De and Michor analysed the chromosomal properties at the boundaries of >300,000 known SCNAs from ~3,000 human cancer samples of various tissue types; these boundaries represent the sites of the initiating genomic rearrangements. By comparing these sites with existing genome-wide Hi-C data of chromosomal regions that are in close three-dimensional proximity to each other and also with data on replication timing, the authors found that most cancer SCNAs involve rearrangements between sites that share long-range chromosomal interactions and have similar replication timing. This is consistent with SCNAs being initiated by sequences at replication-induced DNA breaks that are spatially and temporally coincident.

The authors also found a small but significant enrichment of SCNA boundaries in late versus early replicating regions; this correlates with a known higher point mutation rate in late-replicating regions and may reflect a shortage of repair opportunities prior to mitosis. The predictive value of long-range chromosomal interactions and replication timing was confirmed by their capacity to predict the locations of 47% of SCNAs correctly in an independent ovarian cancer data set.

Fudenberg et al. carried out related analyses on ~3,000 cancer samples but focused on a smaller set of ~40,000 intra-arm SCNAs. They tested alternative computational models for their ability to predict the length distribution and locations of SCNAs. The authors found that the length distribution of chromosomal contacts — whether derived from experimental Hi-C data or from a fractal globule model of chromosome organization — resembled the length distribution of SCNAs. This reinforces the view that SCNAs occur through the joining of spatially proximal chromosomal regions. One limitation of both studies is that the Hi-C data was derived from lymphoblastoid cell lines, and hence the predictions may be improved in future by using proximity data from tissues that are matched to the SCNA data sets.
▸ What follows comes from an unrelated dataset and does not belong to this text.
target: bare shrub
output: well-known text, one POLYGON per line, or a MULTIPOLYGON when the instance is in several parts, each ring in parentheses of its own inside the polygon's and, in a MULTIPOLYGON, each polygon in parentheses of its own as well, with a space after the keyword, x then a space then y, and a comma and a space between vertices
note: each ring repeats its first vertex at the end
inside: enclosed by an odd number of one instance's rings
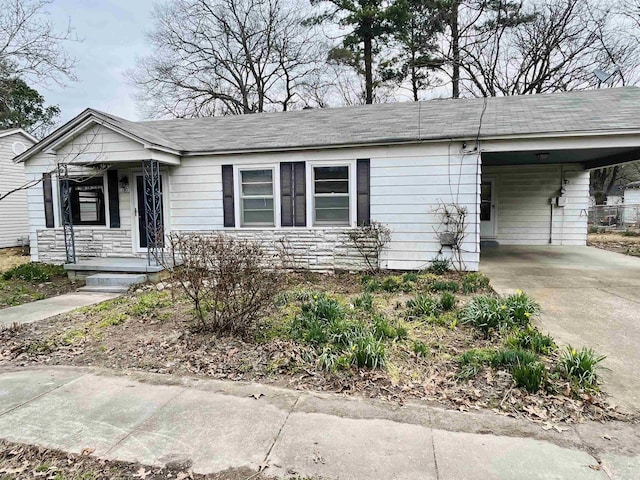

The predictive power of the models of Fudenberg et al. was improved by including a negative selection penalty for longer SCNAs, indicating that SCNAs are indeed subjected to negative selection, despite the frequent focus of attention on only tumour-promoting positive selection events.

It will be interesting to see whether functional studies will prove causation from the reported correlations and also to what extent these determinants of cancer-associated SCNAs are applicable to other copy number alterations, such as those that are linked to different diseases or that provide evolutionary diversity.